15 August 2016, Written by James Perkins


FALLING freight volumes and asset write-offs hurt Aurizon in FY16 (ASX: AZJ), and the railway operator will cut hundreds of staff in the coming year to improve the performance of the business.

In full-year results released today, the company reported Underlying EBIT was down 10 per cent to $871 million, while underlying profit sank 16 per cent to $510 million. Revenue declined 9 per cent to $3.46 billion. Statutory NPAT reduced by 88 per cent compared to the previous year, due to $528 million in asset impairments; the largest being a $226 million investment in Aquila Resources, in addition to $177 million in rolling stock and $125 million in other strategic projects.

In the full report, Chairman Tim Poole says the asset impairments are disappointing.

"We need to improve our approach to capital allocation in the future," he says.
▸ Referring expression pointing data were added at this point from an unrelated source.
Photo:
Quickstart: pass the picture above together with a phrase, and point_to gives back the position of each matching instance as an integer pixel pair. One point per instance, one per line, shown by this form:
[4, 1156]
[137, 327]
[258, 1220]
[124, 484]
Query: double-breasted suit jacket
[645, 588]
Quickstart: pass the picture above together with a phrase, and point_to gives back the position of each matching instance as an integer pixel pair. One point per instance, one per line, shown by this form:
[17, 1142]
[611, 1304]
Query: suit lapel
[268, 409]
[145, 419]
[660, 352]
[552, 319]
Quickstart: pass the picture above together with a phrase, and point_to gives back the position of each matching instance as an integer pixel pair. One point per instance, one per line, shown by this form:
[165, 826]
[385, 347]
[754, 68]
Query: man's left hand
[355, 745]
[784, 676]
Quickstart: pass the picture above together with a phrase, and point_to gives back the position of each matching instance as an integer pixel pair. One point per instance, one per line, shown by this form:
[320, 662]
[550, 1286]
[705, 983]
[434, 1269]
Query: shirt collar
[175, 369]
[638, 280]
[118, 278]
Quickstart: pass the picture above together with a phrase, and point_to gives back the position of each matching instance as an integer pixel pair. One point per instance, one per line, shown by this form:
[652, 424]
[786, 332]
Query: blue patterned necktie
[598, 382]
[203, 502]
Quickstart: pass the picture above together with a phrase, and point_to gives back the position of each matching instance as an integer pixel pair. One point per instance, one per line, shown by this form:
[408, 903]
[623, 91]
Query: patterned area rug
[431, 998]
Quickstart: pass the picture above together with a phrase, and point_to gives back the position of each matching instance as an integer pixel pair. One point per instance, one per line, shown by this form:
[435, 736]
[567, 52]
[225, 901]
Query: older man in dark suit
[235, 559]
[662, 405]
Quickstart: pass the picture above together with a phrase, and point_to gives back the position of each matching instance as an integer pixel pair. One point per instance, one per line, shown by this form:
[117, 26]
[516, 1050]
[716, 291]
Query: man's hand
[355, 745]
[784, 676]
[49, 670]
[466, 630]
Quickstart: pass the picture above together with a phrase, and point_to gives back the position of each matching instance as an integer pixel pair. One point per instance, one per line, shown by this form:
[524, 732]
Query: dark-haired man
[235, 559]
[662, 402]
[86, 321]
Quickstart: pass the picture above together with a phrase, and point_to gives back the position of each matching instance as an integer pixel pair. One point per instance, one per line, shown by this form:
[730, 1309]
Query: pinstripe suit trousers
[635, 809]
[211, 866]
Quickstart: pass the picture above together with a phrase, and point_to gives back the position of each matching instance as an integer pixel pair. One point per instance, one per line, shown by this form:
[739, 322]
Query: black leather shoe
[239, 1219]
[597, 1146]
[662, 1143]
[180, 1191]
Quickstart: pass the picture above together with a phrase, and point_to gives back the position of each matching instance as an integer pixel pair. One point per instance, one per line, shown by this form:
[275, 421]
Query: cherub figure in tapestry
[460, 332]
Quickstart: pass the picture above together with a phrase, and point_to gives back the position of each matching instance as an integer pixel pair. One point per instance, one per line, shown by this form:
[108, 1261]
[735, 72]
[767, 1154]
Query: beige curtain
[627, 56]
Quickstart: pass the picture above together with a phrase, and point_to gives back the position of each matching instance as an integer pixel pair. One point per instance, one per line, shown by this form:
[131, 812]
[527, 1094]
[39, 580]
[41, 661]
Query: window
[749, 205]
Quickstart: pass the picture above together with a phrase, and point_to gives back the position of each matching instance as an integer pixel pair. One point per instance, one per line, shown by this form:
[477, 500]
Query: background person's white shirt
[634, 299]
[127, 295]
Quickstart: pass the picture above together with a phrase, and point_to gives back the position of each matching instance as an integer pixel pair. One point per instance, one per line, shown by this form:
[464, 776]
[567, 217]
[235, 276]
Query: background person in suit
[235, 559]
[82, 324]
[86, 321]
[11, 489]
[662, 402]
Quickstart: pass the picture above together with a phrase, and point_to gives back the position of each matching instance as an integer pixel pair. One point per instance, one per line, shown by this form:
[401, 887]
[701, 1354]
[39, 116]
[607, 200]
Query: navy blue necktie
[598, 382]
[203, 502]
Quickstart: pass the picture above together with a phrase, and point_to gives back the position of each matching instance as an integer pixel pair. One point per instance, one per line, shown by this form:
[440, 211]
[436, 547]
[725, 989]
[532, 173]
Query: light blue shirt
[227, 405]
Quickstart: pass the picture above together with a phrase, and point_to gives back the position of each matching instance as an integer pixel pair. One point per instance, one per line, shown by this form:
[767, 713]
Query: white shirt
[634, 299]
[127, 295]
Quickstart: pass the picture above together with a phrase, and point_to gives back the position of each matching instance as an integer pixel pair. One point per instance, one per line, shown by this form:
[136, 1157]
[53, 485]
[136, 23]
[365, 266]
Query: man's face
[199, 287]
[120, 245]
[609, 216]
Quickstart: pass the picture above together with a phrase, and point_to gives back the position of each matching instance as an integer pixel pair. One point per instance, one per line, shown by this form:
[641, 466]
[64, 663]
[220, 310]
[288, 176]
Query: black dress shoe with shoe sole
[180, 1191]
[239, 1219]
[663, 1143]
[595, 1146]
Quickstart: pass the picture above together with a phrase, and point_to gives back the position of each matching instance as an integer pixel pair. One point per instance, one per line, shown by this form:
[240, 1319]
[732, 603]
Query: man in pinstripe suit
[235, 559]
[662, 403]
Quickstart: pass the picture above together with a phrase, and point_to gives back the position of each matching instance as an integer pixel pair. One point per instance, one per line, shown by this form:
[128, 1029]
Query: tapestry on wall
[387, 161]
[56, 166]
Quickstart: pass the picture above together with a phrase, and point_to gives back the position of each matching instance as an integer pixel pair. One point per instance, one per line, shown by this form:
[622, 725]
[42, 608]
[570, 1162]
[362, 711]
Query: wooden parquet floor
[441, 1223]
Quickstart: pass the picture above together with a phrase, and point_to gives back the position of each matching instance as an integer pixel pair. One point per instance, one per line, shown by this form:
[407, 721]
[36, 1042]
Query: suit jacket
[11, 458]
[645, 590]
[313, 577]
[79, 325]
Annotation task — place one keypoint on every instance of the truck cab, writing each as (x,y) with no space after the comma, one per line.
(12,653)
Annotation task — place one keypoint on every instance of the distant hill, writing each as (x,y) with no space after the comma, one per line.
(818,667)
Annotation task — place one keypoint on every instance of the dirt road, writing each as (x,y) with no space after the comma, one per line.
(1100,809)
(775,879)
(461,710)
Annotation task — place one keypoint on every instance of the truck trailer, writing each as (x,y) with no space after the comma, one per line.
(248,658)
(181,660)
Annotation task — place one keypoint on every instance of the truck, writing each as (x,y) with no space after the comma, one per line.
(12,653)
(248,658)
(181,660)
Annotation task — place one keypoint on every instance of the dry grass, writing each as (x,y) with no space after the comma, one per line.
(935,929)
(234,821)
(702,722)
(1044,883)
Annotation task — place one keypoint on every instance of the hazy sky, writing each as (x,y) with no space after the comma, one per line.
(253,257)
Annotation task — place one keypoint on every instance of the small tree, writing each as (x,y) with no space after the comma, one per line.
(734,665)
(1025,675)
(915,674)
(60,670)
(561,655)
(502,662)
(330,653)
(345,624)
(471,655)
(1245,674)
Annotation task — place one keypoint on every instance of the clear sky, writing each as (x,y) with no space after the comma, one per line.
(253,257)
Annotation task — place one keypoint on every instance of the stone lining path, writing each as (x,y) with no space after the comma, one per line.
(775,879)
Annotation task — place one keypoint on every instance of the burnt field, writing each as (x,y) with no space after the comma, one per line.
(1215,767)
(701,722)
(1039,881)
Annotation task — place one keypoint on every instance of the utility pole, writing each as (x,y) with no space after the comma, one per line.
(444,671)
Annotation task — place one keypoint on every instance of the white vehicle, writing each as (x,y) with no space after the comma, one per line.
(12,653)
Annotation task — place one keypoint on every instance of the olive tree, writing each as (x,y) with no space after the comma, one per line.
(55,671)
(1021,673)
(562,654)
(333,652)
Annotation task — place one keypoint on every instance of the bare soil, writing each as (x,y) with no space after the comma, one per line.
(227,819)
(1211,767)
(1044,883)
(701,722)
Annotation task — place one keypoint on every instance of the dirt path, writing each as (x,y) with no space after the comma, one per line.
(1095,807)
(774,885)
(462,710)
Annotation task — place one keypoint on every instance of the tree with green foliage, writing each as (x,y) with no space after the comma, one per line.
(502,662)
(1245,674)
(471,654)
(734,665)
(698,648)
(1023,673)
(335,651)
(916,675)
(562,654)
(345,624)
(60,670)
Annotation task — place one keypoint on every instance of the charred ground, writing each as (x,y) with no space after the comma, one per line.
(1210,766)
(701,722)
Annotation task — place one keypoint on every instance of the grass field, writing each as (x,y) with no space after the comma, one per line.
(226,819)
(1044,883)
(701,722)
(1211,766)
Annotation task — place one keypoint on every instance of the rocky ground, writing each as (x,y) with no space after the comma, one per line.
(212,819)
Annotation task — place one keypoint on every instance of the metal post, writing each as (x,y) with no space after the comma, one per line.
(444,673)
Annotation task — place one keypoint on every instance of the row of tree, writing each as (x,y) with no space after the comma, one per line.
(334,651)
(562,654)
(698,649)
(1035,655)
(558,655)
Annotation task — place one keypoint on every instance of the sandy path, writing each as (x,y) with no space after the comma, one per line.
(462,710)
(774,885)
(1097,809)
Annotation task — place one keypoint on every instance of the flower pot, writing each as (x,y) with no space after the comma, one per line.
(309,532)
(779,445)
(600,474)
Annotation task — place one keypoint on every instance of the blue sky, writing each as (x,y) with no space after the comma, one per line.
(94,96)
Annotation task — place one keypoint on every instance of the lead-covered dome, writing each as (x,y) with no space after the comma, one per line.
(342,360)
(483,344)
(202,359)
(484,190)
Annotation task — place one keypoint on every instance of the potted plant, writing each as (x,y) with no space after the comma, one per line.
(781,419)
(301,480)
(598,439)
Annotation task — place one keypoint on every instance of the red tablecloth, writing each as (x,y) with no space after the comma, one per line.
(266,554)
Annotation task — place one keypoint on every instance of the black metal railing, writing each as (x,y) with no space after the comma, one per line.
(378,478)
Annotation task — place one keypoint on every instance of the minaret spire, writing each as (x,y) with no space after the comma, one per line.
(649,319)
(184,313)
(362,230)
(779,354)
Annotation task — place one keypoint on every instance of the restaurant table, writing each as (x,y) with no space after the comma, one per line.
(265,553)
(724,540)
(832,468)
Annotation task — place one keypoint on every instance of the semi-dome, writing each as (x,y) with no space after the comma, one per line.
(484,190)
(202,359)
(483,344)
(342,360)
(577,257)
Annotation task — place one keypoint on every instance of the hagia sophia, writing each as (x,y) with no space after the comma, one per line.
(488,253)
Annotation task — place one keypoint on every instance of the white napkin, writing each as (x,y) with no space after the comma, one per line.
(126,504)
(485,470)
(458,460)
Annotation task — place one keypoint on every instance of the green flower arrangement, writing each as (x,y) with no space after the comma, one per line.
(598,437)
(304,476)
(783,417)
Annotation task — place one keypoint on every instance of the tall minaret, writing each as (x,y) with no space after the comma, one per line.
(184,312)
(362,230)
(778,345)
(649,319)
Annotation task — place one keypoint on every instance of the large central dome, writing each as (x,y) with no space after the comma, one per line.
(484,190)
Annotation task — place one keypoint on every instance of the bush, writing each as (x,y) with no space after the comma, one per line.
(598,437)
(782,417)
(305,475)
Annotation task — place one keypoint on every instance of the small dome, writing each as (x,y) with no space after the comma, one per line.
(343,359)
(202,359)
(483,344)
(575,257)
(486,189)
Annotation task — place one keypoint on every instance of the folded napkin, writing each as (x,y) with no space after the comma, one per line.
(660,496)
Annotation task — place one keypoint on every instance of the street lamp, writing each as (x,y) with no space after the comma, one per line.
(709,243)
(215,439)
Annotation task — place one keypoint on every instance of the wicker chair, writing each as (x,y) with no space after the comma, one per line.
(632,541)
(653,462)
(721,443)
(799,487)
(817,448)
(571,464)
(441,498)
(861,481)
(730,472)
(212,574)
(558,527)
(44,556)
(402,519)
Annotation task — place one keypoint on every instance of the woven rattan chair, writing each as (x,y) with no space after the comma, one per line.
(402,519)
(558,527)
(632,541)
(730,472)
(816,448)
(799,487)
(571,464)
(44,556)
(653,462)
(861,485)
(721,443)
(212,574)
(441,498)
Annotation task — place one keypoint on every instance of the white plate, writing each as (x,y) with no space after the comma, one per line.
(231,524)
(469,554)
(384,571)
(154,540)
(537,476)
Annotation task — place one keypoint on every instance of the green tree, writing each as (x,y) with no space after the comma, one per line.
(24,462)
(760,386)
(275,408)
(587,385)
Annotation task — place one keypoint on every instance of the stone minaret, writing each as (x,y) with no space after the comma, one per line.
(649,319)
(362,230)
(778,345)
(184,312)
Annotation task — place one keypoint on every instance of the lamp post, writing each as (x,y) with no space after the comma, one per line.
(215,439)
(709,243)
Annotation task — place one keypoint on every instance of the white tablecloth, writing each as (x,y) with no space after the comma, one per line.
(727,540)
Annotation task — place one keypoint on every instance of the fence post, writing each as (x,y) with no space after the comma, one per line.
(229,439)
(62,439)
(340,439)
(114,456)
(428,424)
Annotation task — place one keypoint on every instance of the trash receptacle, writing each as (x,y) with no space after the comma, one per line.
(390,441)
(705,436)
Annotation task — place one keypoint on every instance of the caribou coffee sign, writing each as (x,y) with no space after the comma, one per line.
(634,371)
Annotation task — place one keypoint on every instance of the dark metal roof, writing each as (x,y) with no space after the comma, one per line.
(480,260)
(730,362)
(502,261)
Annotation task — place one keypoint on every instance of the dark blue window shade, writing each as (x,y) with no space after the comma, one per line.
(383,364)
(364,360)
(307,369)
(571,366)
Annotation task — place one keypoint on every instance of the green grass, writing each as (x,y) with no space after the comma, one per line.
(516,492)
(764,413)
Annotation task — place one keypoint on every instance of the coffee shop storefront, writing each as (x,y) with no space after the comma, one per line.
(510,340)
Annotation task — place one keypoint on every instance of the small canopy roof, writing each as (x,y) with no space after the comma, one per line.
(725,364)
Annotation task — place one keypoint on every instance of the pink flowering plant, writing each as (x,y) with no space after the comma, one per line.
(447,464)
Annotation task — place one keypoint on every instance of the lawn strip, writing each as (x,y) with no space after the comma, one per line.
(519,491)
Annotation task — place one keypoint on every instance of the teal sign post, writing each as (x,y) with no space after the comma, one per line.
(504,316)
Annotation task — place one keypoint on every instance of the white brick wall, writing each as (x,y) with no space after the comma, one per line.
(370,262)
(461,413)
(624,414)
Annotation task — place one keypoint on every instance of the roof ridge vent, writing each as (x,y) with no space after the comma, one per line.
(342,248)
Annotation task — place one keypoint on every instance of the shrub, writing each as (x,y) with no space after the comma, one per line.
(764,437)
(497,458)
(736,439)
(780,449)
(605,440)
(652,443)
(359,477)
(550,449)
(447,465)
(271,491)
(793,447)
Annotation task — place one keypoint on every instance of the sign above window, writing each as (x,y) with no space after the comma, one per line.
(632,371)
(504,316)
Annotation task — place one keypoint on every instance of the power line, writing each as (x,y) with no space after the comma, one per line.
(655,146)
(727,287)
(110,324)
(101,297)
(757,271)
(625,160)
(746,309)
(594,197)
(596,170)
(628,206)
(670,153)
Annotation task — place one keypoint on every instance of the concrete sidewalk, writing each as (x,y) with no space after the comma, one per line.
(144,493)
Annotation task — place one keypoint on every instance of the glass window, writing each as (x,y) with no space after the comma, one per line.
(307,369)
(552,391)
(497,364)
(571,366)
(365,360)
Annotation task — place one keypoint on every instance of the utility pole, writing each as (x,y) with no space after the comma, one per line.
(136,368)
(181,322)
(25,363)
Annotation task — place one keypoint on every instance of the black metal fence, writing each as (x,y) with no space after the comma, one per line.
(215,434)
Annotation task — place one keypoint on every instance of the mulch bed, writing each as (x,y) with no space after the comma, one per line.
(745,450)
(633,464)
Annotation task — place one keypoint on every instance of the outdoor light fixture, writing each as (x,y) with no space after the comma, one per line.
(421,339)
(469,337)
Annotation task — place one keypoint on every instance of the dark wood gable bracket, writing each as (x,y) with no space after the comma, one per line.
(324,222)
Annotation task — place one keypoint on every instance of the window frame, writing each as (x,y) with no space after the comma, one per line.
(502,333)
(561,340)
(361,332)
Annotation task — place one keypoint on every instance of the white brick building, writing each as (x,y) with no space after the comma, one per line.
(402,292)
However, to put the profit result in perspective, the company in FY15 reported a 139 per cent increase in profit after the FY14 profit was impacted by a $69 million redundancy program and $317 million in asset impairments.

Aurizon bought and cancelled $301 million in its own shares in FY16, but has stopped the buyback unfinished to "manage near term balance sheet capacity".

AZJ will continue to reduce staff and restructure its management and it said today that most profit growth in the coming year will come from the "transformational benefits".

It will cut 300 jobs this year - 120 in management and 180 in train crew, yard operations and maintenance and will reduce direct reports to the CEO from seven to five. Since listing in 2010, the company has reportedly cut 3,000 jobs.

Total above rail volumes were down 4 per cent to 270.9mt in FY16. Based on current market conditions, rail haulage is expected to remain flat in the range of 255mt 275mt during FY17, with coal in the range of 200-212mt.

Aurizon Managing Director and CEO, Lance Hockridge, says pressure on volumes and revenue, particularly in freight, created a challenging year.

"However, we have seen a stabilisation in coal volumes in the second half, with relatively resilient earnings for the year in a lower volume environment," he says.

Even as it released the full-year result, the company announced a new haulage contract to transport 800,000 tpa of coal per year from Wollongong Coal's Wongawilli Colliery to Port Kembla Coal Terminal for Indian conglomerate Jindal Steel and Power Limited.

Transformation will be the major driver of earnings growth in FY17, with $131 million delivered this year, along with an uplift in EBIT from the below-rail network business.

The company is targeting an additional $250 million in cost reductions and productivity improvements to take $380 million out of its cost base for the three years to FY18.

That is part of a five-year plan to reduce costs by $630 million between FY14 and FY18.

"A number of substantial initiatives have been recently commenced including a new regional model for operations, improved alignment of train crew and maintenance workers to long term demand, the outsourcing of non-core maintenance activities, and the continued consolidation of corporate support functions," says Hockridge.

In FY17 the company expects to increase underlying EBIT to between $900 million and $950 million, excluding $100 million in restructuring costs.

AZJ is trading down 5.80 per cent this morning, at $4.71 per share, making it one of the worst performers on the ASX this morning.